No, no me he olvidado del blog, pero estas dos últimas semanas han sido bastante movidas.

Como sabéis, la semana pasada tuve el training en Lisboa y esta, he tenido el de Barcelona y, en un momento, el de Madrid. Además, el domingo se fue Alicia.

En breve comentaré más detalles de las aventuras que me acontecen en los trainings y qué cosa nueva (y friki) he preparado en casa (naaa, en 10 minutillos ya estaba).

Ya estamos de vuelta…

Han sido dos semanas (o mejor dicho tres) bastante moviditas:

Para empezar, se suponía que iba a ir a Londres, pero al final, me ha surgido la oportunidad de un nuevo trabajo, poco antes de hacer la reserva del curso de Inglés (el día antes), a la que no me he podido resistir.

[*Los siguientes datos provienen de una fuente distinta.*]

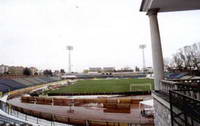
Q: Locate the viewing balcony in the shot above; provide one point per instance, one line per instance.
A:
(182, 98)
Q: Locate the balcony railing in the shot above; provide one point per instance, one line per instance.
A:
(184, 99)
(185, 111)
(187, 87)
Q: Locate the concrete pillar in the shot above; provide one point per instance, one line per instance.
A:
(158, 66)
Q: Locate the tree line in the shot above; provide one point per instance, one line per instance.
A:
(186, 59)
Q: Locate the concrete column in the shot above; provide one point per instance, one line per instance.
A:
(158, 66)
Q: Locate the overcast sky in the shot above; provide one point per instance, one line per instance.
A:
(104, 33)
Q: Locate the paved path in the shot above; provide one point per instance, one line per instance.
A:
(85, 112)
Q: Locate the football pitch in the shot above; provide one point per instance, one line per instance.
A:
(104, 86)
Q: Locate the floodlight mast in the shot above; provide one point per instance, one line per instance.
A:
(142, 47)
(69, 49)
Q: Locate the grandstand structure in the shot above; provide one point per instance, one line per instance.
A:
(176, 101)
(13, 87)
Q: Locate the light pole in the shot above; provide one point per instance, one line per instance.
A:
(142, 47)
(69, 49)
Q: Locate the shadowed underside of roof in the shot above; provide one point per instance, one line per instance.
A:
(170, 5)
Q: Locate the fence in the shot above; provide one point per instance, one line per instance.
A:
(48, 119)
(185, 111)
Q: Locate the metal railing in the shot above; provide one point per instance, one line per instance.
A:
(49, 119)
(185, 111)
(186, 87)
(184, 99)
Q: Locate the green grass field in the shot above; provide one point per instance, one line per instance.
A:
(98, 86)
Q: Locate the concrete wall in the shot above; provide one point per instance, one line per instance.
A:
(162, 114)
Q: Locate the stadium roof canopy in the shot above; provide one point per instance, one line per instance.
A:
(170, 5)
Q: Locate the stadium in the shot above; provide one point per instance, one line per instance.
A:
(41, 101)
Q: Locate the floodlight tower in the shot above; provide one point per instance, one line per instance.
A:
(69, 49)
(142, 47)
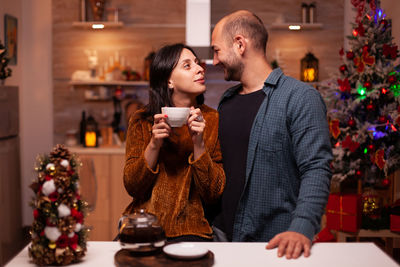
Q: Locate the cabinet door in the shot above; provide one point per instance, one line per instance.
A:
(98, 218)
(120, 199)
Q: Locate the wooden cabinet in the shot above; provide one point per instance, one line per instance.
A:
(101, 179)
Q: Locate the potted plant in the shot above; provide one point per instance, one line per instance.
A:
(4, 70)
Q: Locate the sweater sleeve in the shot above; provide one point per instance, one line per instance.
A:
(312, 151)
(139, 178)
(208, 172)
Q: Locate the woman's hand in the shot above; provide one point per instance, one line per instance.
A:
(196, 125)
(160, 130)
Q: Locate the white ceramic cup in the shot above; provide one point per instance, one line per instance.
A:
(177, 116)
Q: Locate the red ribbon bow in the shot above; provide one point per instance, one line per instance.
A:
(364, 59)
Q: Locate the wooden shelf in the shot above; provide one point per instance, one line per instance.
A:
(110, 83)
(107, 24)
(303, 26)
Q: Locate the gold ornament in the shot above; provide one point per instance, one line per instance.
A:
(371, 203)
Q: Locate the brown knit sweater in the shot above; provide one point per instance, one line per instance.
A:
(175, 190)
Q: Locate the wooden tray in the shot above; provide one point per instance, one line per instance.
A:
(125, 258)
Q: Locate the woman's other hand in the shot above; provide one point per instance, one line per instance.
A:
(160, 130)
(196, 125)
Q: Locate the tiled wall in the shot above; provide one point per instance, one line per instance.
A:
(149, 24)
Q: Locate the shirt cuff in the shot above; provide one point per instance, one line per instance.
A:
(202, 160)
(156, 171)
(302, 226)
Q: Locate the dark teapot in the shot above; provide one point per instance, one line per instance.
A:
(141, 232)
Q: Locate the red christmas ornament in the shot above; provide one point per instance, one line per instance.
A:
(62, 241)
(360, 29)
(350, 55)
(344, 85)
(389, 51)
(35, 214)
(351, 122)
(367, 85)
(386, 182)
(384, 23)
(371, 148)
(392, 79)
(370, 106)
(343, 68)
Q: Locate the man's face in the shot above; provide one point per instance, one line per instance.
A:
(226, 56)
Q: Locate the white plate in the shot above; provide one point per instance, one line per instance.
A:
(185, 251)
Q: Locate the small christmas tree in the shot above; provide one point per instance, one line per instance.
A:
(4, 71)
(364, 110)
(58, 234)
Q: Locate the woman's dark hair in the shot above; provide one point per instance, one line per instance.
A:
(161, 68)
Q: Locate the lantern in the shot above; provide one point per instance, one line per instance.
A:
(91, 139)
(309, 68)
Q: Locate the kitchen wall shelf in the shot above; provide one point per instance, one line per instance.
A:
(303, 26)
(109, 83)
(88, 24)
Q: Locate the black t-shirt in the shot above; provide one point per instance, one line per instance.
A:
(236, 116)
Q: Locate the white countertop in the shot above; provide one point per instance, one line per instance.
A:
(97, 150)
(250, 254)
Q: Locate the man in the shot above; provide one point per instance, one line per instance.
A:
(275, 144)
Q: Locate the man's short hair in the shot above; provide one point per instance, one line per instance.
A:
(248, 25)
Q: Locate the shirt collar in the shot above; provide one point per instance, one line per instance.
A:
(273, 77)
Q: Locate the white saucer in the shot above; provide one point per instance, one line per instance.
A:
(185, 251)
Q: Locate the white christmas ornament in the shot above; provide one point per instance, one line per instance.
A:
(78, 227)
(63, 210)
(52, 233)
(48, 187)
(64, 163)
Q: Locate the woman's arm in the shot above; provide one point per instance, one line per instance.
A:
(208, 172)
(141, 169)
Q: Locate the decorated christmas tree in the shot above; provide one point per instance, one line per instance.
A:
(58, 233)
(364, 109)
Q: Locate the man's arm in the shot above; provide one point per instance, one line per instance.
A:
(312, 150)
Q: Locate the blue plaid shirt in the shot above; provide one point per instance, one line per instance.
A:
(287, 171)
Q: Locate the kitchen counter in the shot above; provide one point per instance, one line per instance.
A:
(249, 254)
(97, 150)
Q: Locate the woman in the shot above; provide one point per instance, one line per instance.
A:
(172, 172)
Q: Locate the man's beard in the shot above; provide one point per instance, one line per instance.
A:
(233, 69)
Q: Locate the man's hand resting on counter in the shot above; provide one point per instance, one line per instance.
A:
(290, 244)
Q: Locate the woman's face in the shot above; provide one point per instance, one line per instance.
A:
(187, 78)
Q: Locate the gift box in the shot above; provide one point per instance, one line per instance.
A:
(343, 212)
(394, 223)
(325, 235)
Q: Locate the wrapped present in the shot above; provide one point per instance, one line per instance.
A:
(395, 223)
(343, 212)
(395, 217)
(324, 236)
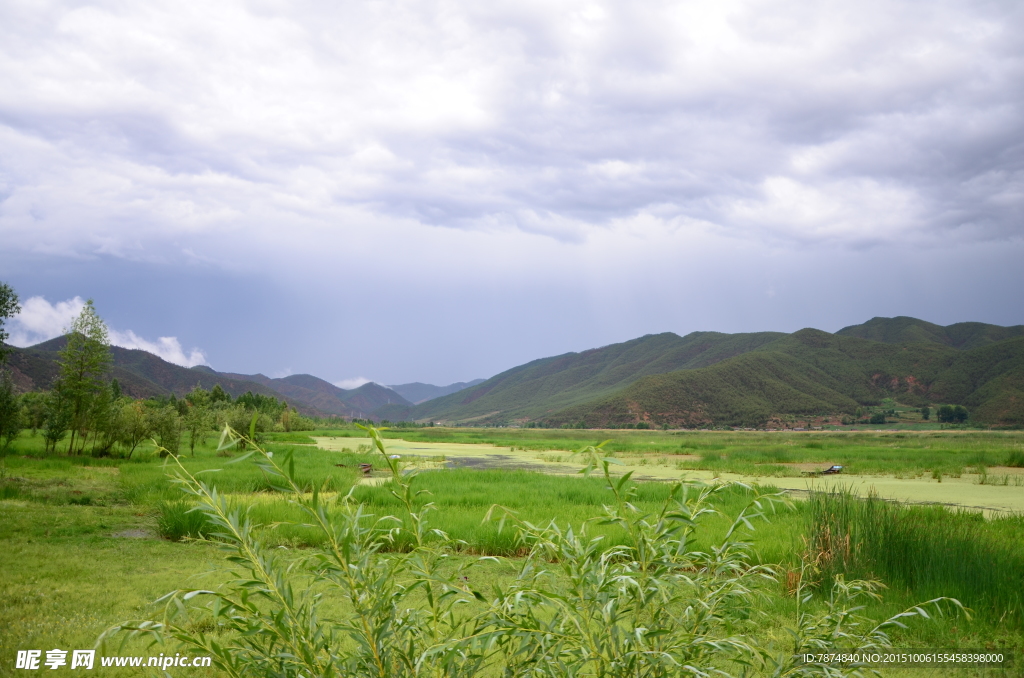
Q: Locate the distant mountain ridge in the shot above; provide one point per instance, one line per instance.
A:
(903, 330)
(417, 392)
(144, 375)
(663, 379)
(709, 377)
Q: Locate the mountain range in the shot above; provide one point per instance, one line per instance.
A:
(749, 379)
(701, 378)
(143, 375)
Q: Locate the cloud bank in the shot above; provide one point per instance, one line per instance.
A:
(349, 384)
(436, 191)
(779, 121)
(41, 321)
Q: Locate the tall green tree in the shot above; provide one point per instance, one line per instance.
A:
(84, 364)
(10, 412)
(8, 308)
(198, 419)
(57, 419)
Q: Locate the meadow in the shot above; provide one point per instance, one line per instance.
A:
(91, 542)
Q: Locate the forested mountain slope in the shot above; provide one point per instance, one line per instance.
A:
(544, 386)
(903, 330)
(816, 373)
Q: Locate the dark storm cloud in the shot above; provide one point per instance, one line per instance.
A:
(579, 151)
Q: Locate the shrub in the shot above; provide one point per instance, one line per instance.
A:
(1016, 459)
(654, 606)
(180, 519)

Por otro lado, como el nuevo trabajo me obliga a viajar mucho y tampoco tengo que ir a una oficina, si no que lo puedo hacer todo desde casa, necesitaba otro piso y Alicia estar cerca de “su gente”, así que, nos hemos mudado a Alcalá, dejando Tres Cantos y el mini-piso de una habitación y alquilando uno de tres, así cada uno tiene su despacho.

Con todo, os podréis imaginar el trajín de mudanza que nos hemos comido (salir del antiguo curro para empaquetar e ir llevando a Alcalá, limpiar la nueva casa, pedir la baja del ADSL en la antigua y el alta en la nueva, cambiar recibos…). Lo mejor de todo, es que ni un segundo de descanso, pues la incorporación al nuevo trabajo ha sido inmediata, con un fin de semana por medio en el que estuvimos dando los últimos coletazos al piso de Tres Cantos.